Oh... this isn't a redesign exercise anymore. This might actually need to work.

So instead of starting with what I wanted to change, I started with understanding what already existed. I studied every section. Every message. Every trust signal. Every conversion tactic. Some things felt outdated. Some things needed improvement. But almost everything was there for a reason.

That shift changed everything. The redesign wasn't successful because I introduced something new. It was successful because I finally understood what I was building on. Looking back, one of the biggest lessons from this project is that understanding should come before change. The best solutions don't ignore what came before them. They learn from it first.

They Don’t Have to Compete

For a long time, I had viewed branding and direct response as opposites.

Branding was clean. Intentional. Emotional. It felt like every piece fit together like a completed puzzle. It just worked.

Direct response felt like the complete opposite. More crowded. More aggressive. Less focused on looking good and more focused on getting someone to take action. Click the button. Buy the product. Convert.

Well... at least that's what I thought.

The more I studied the existing SkinnyFit landers, the more I realized the direct response principles weren't the problem. The problem was that over time the experience had lost much of its personality. It lacked emotion. It lacked aspiration. And it lacked the human connection that had become such an important part of the SkinnyFit brand.

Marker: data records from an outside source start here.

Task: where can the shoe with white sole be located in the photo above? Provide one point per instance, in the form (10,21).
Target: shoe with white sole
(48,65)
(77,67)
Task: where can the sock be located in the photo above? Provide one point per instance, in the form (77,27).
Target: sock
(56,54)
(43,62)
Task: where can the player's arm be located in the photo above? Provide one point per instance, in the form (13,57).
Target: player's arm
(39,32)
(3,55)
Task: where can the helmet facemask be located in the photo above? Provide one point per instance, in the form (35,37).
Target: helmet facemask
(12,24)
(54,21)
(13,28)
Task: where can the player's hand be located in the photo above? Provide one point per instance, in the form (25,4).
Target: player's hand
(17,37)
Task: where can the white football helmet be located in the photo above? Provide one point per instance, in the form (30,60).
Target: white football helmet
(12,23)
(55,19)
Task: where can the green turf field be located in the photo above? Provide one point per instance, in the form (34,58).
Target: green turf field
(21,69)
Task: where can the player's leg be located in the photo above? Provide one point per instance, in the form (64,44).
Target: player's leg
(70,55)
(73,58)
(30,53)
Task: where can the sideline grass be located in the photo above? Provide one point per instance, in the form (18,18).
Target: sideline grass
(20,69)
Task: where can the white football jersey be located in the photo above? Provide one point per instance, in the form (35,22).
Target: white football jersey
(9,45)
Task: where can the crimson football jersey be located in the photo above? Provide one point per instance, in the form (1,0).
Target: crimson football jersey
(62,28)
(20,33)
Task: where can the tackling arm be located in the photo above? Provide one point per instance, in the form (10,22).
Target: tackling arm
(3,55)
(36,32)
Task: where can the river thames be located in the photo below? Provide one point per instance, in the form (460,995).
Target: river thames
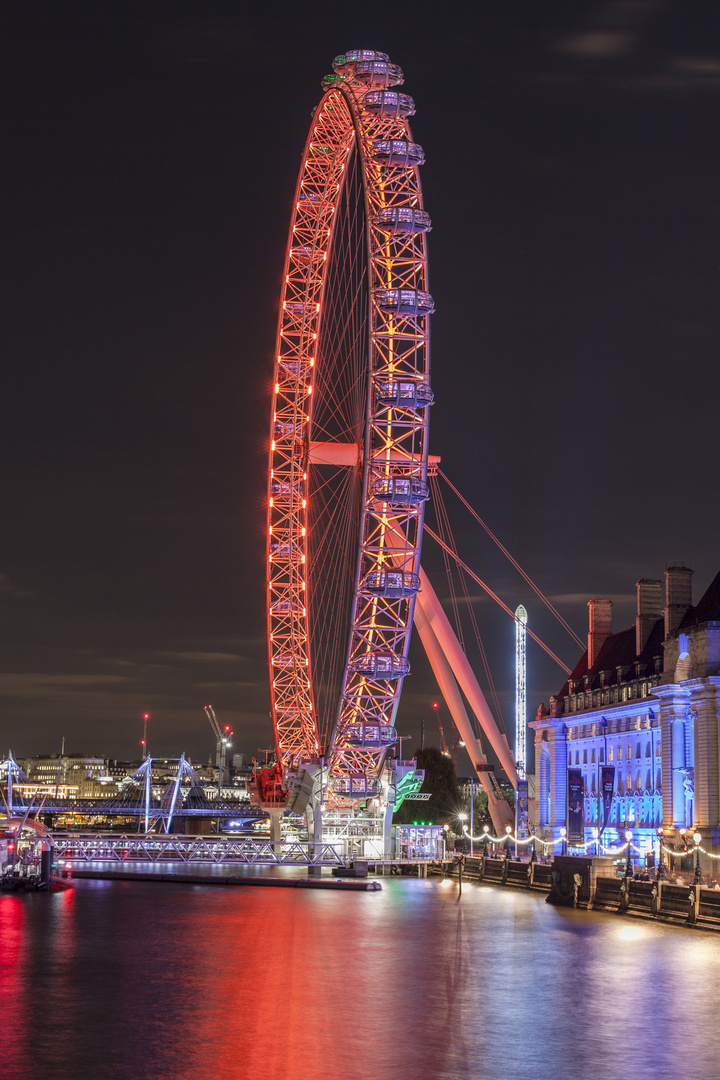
(137,980)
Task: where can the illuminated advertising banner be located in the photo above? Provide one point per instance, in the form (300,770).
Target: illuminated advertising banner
(521,797)
(607,792)
(575,807)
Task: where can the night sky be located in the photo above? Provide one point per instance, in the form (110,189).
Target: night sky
(150,153)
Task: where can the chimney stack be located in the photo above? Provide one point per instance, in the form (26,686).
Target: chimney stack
(600,628)
(678,596)
(650,609)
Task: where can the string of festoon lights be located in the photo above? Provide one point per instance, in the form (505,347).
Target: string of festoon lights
(487,837)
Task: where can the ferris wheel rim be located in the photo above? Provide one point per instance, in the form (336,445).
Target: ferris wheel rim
(308,740)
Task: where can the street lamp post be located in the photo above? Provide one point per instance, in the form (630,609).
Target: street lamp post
(628,861)
(660,873)
(698,874)
(462,818)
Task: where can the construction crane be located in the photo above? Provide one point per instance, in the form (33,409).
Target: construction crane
(457,742)
(223,734)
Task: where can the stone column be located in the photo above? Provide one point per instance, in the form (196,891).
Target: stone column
(671,704)
(558,752)
(704,705)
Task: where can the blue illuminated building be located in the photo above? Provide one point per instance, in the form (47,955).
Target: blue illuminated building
(639,713)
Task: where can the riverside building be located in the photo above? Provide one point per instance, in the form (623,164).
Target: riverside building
(632,740)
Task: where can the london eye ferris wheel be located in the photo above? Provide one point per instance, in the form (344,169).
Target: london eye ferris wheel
(348,463)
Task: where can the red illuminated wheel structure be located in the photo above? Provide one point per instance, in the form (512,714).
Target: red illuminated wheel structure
(349,432)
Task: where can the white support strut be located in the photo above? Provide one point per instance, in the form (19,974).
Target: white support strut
(432,609)
(500,811)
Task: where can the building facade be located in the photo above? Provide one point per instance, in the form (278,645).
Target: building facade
(632,741)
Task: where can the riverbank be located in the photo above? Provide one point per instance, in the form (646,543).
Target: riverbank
(265,880)
(574,881)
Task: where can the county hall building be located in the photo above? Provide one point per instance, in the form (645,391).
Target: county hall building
(633,740)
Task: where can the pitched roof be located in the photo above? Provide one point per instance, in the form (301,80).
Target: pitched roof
(707,608)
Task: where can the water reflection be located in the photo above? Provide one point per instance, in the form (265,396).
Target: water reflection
(137,981)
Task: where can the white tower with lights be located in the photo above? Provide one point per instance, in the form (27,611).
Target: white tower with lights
(520,690)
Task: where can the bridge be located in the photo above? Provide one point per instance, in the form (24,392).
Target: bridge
(182,797)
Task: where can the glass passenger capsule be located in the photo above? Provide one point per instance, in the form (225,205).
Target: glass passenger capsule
(399,490)
(306,254)
(283,549)
(381,665)
(404,393)
(283,489)
(389,103)
(378,73)
(287,607)
(403,220)
(357,55)
(405,301)
(393,584)
(294,367)
(371,736)
(356,785)
(299,309)
(397,151)
(284,429)
(288,660)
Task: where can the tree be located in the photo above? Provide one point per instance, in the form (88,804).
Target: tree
(442,783)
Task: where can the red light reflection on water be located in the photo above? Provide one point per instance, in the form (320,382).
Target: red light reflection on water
(13,1003)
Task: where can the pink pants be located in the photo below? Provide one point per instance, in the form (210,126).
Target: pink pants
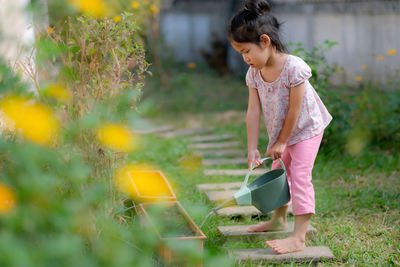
(299,162)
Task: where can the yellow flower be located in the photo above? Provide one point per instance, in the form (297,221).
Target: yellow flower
(59,92)
(154,9)
(191,65)
(143,182)
(35,121)
(117,18)
(117,137)
(7,199)
(135,5)
(96,8)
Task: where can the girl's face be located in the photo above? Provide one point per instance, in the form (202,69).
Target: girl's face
(253,54)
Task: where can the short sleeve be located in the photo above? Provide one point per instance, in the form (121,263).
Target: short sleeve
(250,78)
(299,72)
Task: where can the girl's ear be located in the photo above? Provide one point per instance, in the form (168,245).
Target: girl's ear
(265,41)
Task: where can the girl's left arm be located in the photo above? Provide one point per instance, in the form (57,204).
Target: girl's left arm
(296,96)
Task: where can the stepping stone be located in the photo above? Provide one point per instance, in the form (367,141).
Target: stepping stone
(238,211)
(221,186)
(209,138)
(220,196)
(309,254)
(239,231)
(159,129)
(243,172)
(209,162)
(223,153)
(214,145)
(184,132)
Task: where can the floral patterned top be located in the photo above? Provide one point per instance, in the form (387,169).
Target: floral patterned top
(274,98)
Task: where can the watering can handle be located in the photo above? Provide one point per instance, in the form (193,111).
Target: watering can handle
(252,168)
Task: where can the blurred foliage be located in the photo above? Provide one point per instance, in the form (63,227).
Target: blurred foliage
(363,116)
(59,205)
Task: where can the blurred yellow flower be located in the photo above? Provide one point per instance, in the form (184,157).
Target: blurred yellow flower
(35,121)
(117,18)
(154,9)
(59,92)
(135,5)
(96,8)
(117,137)
(143,182)
(7,199)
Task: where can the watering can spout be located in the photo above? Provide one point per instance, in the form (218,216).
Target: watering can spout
(227,203)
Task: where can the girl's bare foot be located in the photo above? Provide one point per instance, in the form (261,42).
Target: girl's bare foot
(272,225)
(287,245)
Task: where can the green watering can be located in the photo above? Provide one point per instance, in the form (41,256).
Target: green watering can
(267,193)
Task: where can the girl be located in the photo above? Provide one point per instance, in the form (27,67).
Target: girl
(294,115)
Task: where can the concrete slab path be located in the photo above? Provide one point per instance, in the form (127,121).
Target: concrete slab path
(267,255)
(240,231)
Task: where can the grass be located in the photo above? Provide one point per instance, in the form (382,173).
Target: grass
(357,197)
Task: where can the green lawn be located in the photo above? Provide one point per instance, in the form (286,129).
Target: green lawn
(357,197)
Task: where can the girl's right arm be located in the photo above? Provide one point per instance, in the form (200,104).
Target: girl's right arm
(253,127)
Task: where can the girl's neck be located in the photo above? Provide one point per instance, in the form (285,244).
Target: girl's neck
(275,59)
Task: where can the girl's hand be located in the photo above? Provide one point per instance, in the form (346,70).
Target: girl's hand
(254,158)
(276,151)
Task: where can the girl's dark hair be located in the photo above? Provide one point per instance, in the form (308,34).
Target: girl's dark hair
(255,19)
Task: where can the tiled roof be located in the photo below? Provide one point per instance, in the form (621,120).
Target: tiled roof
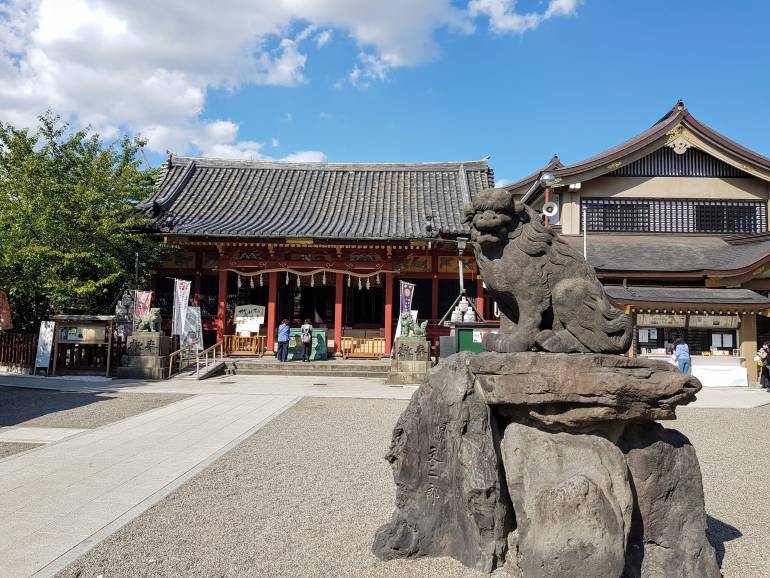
(645,142)
(703,295)
(223,198)
(659,253)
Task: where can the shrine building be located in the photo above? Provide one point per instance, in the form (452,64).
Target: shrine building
(318,241)
(675,222)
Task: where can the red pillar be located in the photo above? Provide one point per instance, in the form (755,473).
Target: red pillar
(480,296)
(198,280)
(272,295)
(388,312)
(221,303)
(338,312)
(434,314)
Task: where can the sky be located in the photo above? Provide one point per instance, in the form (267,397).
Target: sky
(389,80)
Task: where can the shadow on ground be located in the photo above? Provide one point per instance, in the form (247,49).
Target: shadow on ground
(19,405)
(718,533)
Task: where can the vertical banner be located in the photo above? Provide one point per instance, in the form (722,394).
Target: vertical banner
(407,292)
(193,332)
(44,344)
(142,300)
(5,313)
(181,300)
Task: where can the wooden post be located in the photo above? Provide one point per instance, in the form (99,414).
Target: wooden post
(221,302)
(388,313)
(339,285)
(480,296)
(198,279)
(109,347)
(55,347)
(434,313)
(272,295)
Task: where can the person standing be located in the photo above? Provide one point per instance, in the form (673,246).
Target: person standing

That's where I saw an opportunity.

Not to replace direct response. Not to throw away what was already working. But to see if I could help bring some of that personality back into the experience.

The goal was never to turn a direct response lander into a brand page. It was to find the right balance between the two. Preserve the conversion principles that were already working. Introduce stronger storytelling. More lifestyle imagery. And a more modern customer experience.

Was it really direct response versus branding? Or could the best experiences borrow from both?

Looking back, that's one of the biggest lessons I took away from this project. Performance and brand don't have to compete with each other. When they're working together, they become much more powerful.